Hi all, I am looking for a keyword indexing library for java. I found Lucene in google search. I think it is a very popular one but just wondering if it is the best (in terms of speed performance) indexing library (of course, it can be subjective but your opinion should be good enough for a beginner like me)? Is the example in this site http://snippets.dzone.com/posts/show/4020 good enough, or you have a better recommendation? Thanks in advance.
We have tested Lucene (but .Net version) against MSSQL's Full Text Search. It is rather difficult comparison, since both system provides indexing in incomparable way, but we do it for well defined task - index some product with multiple text fields (so fileds have different weight in search results) and provide user searching on these products.
Lucene wins because we have full control over compounding query, solve which indexes are in memory, and which are stored on filesystem, we have not been restrict by language pack (MSSQL FTS have limited list of supported languages).

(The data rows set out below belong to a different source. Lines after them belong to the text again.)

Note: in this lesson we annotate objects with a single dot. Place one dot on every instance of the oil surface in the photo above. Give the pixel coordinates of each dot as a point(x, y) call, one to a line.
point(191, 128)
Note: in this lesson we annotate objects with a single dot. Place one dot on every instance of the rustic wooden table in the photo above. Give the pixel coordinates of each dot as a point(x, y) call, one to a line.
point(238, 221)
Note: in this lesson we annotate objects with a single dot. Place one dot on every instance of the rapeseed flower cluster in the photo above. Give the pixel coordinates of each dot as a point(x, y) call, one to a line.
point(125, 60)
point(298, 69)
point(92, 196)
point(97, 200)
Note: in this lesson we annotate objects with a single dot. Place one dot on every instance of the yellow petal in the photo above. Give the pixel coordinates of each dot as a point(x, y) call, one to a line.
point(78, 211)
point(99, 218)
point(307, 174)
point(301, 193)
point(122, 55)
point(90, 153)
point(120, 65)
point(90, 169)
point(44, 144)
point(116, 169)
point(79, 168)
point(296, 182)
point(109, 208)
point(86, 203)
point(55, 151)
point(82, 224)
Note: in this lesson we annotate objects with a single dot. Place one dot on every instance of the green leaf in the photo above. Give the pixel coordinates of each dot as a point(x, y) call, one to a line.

Lucene allows us use non-static noise word dictionary (for multiple product category we have used different set of noises).

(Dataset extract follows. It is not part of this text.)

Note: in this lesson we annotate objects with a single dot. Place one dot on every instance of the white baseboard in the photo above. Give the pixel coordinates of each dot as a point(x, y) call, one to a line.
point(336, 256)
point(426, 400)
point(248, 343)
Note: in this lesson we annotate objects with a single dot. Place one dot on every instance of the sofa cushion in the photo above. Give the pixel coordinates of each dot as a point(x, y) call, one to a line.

So it is hard to talk about pure performance, but rich functional of Lucenr opens many ways for optimization.
The content management software Alfresco has to ingest tons of documents as fast as possible, so I guess the indexer they use is amongst the fastest they could find.
Yes, they use Lucene.
Databases like MySQL have an integrated Full Text Index (see: MySQL Index creation) you can use. This is quite fast but not as easy to configure as Lucene. I tried it one day and didn't get the results I intended (Especially since the included tokenizer can not be exchanged as easily as with Lucene).
Another alternative would be to use a simple database table, where you have one column with the index terms and another pointing to the postings (all documents containing the term) list. A collegue of me does it that way and says he evaluated performance against Lucene and the result was that the dabase is much faster.
However as a conclusion I must say whenever I tried some different technology I was back at Lucene quite fast. The documentation is one of the best I ever read and the configuration as easy as it is extensive.
Lucene is an awesome search tool, but I would also urge you to take a look at Apache Solr ,a full-fledged search server built using Lucene, over a RESTful/HTTP interface.